Thursday, September 27, 2012

Why Barack Obama Doesn't Go To Church

Of course, the title of this post is wrong on one pretty basic level.

The Obama family does go to church on occasion, perhaps on more frequent occasion than many American families.   They'll visit congregations now and again.   Every once in a while, they'll go to the convenient little Episcopalian church right across the street from their house.

But what they are not is a regular part of a faith community.   For all of the wondering and speculation that DC area congregations engaged in prior to the arrival of our now-not-new First Family, the reality is after four years that the Obamas don't have a church home.

The official rationale on this, as it's been presented, was that the White House did not want to inconvenience a congregation with the President's regular presence.   With all of the security requirements, it would just be too onerous a burden to inflict on a faith community.  So in deference to the well being of area churches, the POTUS has chosen not to be a part of a particular church.

In response to this line of reasoning, I can only say, "What, are you [fornicating][pooping] me?"

Faced with the prospect of the President of the United States of America worshipping in your faith community, what sane pastor/board/session/rectory/coven would say to the White House liaison, "Gosh, you know, I'm afraid that would be just too logistically complicated.  I'm not sure we want that inconvenience.  What about the ramifications for access?  And what about liability issues?"

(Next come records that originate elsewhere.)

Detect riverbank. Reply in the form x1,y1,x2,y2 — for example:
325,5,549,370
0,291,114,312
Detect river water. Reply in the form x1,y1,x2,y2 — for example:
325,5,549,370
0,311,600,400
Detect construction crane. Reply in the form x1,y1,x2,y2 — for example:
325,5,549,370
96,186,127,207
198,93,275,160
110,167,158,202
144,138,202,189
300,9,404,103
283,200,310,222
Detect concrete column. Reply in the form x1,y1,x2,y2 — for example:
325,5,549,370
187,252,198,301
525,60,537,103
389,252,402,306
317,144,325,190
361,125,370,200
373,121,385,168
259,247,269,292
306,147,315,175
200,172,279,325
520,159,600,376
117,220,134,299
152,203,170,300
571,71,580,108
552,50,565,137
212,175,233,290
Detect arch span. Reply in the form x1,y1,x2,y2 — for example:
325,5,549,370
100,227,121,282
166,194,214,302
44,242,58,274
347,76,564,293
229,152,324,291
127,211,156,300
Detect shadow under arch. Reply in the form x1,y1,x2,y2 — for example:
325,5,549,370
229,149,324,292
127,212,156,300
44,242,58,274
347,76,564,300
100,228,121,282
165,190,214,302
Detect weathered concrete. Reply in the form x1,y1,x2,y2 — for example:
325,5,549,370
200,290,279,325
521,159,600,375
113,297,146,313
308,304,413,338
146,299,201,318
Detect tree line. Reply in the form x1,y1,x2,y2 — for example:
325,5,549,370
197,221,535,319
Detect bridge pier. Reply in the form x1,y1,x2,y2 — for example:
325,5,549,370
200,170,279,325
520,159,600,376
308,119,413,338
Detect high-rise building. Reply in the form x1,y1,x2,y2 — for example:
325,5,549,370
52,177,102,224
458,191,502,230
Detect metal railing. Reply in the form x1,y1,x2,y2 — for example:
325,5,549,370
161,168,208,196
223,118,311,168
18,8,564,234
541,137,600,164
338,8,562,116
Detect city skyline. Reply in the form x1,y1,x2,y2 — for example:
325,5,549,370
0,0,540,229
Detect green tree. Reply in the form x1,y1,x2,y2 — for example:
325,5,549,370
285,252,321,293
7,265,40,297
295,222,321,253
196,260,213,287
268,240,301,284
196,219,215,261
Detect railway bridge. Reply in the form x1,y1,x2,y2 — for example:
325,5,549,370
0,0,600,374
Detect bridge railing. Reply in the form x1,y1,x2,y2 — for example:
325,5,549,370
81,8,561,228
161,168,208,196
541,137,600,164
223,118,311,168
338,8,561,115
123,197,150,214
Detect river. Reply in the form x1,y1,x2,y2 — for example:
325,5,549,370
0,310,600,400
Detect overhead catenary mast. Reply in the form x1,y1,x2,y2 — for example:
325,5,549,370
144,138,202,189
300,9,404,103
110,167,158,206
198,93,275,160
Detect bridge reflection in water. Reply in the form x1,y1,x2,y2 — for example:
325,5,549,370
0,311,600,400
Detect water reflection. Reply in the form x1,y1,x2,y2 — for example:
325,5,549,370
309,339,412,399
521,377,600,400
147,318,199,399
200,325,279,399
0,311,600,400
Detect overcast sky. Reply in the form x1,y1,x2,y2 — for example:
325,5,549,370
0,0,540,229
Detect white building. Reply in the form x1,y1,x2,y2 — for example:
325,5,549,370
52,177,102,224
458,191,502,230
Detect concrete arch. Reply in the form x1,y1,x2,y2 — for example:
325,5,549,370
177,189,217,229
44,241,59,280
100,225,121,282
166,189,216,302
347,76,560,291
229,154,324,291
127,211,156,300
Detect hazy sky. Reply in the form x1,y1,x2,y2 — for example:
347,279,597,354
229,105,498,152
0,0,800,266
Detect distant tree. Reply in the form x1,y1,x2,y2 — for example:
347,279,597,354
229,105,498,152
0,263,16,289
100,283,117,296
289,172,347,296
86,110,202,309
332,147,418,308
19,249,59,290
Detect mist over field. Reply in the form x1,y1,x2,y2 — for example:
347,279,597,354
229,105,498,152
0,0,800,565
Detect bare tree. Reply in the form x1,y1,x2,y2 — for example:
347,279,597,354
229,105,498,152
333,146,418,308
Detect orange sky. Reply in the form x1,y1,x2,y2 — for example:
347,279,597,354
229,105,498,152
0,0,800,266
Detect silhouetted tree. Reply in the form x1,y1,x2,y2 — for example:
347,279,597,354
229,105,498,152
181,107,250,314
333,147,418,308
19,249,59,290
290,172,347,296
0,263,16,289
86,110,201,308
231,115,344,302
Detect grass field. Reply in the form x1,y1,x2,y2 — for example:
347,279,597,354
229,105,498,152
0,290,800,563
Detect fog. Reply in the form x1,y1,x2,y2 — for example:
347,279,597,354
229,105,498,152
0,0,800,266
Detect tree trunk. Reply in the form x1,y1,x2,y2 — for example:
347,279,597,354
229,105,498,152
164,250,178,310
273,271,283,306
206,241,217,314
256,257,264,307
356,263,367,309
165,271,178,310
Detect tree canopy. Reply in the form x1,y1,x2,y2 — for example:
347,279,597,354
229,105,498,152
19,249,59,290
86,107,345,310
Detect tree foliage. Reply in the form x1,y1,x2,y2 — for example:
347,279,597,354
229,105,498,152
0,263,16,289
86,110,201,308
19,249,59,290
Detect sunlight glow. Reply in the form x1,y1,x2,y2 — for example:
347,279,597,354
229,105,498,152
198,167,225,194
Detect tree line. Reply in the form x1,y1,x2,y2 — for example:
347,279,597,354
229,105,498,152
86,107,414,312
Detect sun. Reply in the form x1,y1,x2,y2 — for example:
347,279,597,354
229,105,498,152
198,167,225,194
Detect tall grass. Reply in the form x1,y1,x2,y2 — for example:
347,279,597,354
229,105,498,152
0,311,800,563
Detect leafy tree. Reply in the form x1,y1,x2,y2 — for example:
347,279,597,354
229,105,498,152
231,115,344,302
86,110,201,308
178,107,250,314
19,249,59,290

Actually, I can imagine some Presbyterians saying that.   God help us.

In the case of my tiny little church, well, there are certain things I can't divulge.   But suffice it to say that we realized that once the President and his security detail were in the building, there'd be no room for anyone else.  So, sadly, my session was forced to abandon its plans to construct a helipad for Marine One on the empty plot next to the church.  Or so I've been told.

But c'mon.   For most churches, that'd be cause for rejoicing.   The official line is the kind of argument that might have resonance with The People Who Like To Make Everything Too Complicated, and there are plenty of those people in DC.   But it bears no resemblance to the actual response of a faith community to having the regular engagement of the First Family.

So there must be another reason, you know, the actual one.

It is unlikely that the reason is they can't find a simpatico congregational environment and pastor.   There are plenty of progressive and prophetic healthy-sized churches in DC, of every denominational and nondenominational flavor.   In those churches, there are plenty of inspiring, passionate, intelligent pastors who might quake a bit at the prospect of regular first family engagement, but would rise to the challenge.  That ain't it.

It is possible that it just doesn't matter.   If a President wants to attend church, they do.   Jimmy Carter, bless him, not only regularly attended First Baptist, but also taught Bible Study.  Bill Clinton regularly attended Foundry United Methodist, because Lord have mercy, did he need it.   Abraham Lincoln was a regular attender at the congregation where I grew up, and to the best of my knowledge, security was kinda sorta an issue then, too.

Others, like Dubya, just sort of floated around.

A very few, notably Reagan, almost never darkened the door of a church.  Then again, he did have the counsel of an official White House astrologer, so I suppose having your own magi makes up for that.  Reagan, in fact, was the last president for whom church appears to have had the same draw it does for Obama.

But that just doesn't compute with Obama.  Conceptually, church should matter.   Obama, taken at face value, is all about the value of community and the importance of working together.   While not the full blown pinko that the yammerers at FoxNews make him out to be, the ethic he expresses in his political life is one of collective power and mutual accountability.   Taking him at his word on that front, and taking him at his word that Christianity is an important part of his life, choosing not to be part of a community that lives out those values is a significant dissonance.  His is not the path of the isolated spiritual individual.

Following on that, there's another possibility that's popped into my head now and again.   Obama is a community organizer, of the Alinskian school.  Saul Alinsky's writings form Obama's understanding of community, and his understanding of the dynamics of political power.

Within the Alinskian model, there is a place for communities of faith.   They are useful as pre-existent networks of social connection, which can, if engaged, prove remarkably helpful as a power base for influencing change in a local community.   So if you're an organizer, and you want to create change, you plant your behind in a pew and you get to know people.  That's certainly been the approach of the Alinskian folks at the IAF, through affiliates like the Washington Interfaith Network.

For both local and state-level politics, this reality holds.  Being an active and engaged part of a congregation means you have a power base, a network of social connections that you can leverage.  It is, practically speaking, a smart thing to do.

But that's organizing on the local level.

On the national level, that rationale breaks down.  The scope of national-level politics is simply too large for participation in one particular congregation to mean anything.  Sure, if it's DC, there might be one or two power-players there, and the regular attendance of a POTUS would bring in more.   But in the complex calculus of husbanding and directing one's energies as an organizer, engaging with a single church ceases to be part of the equation at that scale.

One would hope that it's a little less calculated than that.  Might it be a factor?  Hard to say.   I think whatever it is, the real rationale or rationales will remain behind hidden the veil.  And, after all, it's entirely up to the Obamas.  They're free to make that decision for whatsoever reason they choose, and are under no obligation to 'splain themselves, it being a free country and all.

Ah well.   Assuming this thing rolls the way it seems to be rolling, I suppose we DC church folk'll just have to get used to disappointment.